Seitdem steht die Pfarrkirche der katholischen St. Wendalinus Gemeinde auf der Anhöhe Rothenberg und beherrscht mit ihrem wuchtigen Baustil weitgehend die Landschaft. Am 15. September 1947 wurde die Baugenehmigung für den Wiederaufbau der Kirche erteilt. Die Pläne für die heutige katholische Kirche entwarf der Architekt und Kirchenbauer Dominikus Böhm. Am 15. Mai 1948 wurde der Spatenstich zu diesem historischen Kirchenbau vollzogen.
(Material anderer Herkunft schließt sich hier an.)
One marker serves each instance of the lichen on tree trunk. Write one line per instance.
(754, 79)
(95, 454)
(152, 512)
Am 4. Juli 1948 erfolgte die Grundsteinlegung wobei man schon am 16. Oktober 1949 das Richtfest feiern konnte. Die Einsegnung der Pfarrkirche wurde am 17. Dezember 1950 vorgenommen. Das Kirchengebäude verfügt über einen 25 Meter hohen Turm. Der Baustil verzichtet bewusst auf dekorative Elemente am Außenbau. Im inneren der Kirche befindet sich ein kleines Seitenschiff neben dem Hauptraum. Zahlreiche Maler und Künstler haben im inneren der Kirche ihre Werke hinterlassen. Neben dem Künstler und Professor Boris Kleint war der Maler Albert Kettenhofen aus Merzig im Chorraum tätig. Die Wandgestaltung entwarf Ferdinand Selgrad aus Spiesen im Jahre 1956. In der Marienkapelle der Kirche befindet sich das Grabmal des ehemaligen Pfarrers Nikolaus Didas. Pastor Didas gilt als Gründer der im Jahre 1925 gegründeten katholischen St. Wendalinus Gemeinde. Er verstarb im Jahre 1962 und wurde unter große Anteilnahme der Bevölkerung in der Kirche beerdigt. Auf dem Gelände vor der Kirche befindet sich eine kleine Marien -Kapelle. und ein besonderer Kreuzweg. Unter der theologischen Beratung von Dechant Günter Hirschauer hat die Neunkircher Bildhauerin Michaela Groß diesen Kreuzweg entworfen und mit größter Sensibilität in Aachener Sandstein gemeißelt.

Zweimal errichtete die katholische St. Wendaliuns Gemeinde binnen kürzester Zeit ein eigenes Gotteshaus, Mit enormer Eigenleistung und viel Herzblut wurde der heutige Kirchenbau und der Vorgängerbau auf dem Rothenberg zu errichten. Seitdem ist die katholische Gottesburg zu Dirmingen eines der Wahrzeichen unseres Heimatortes.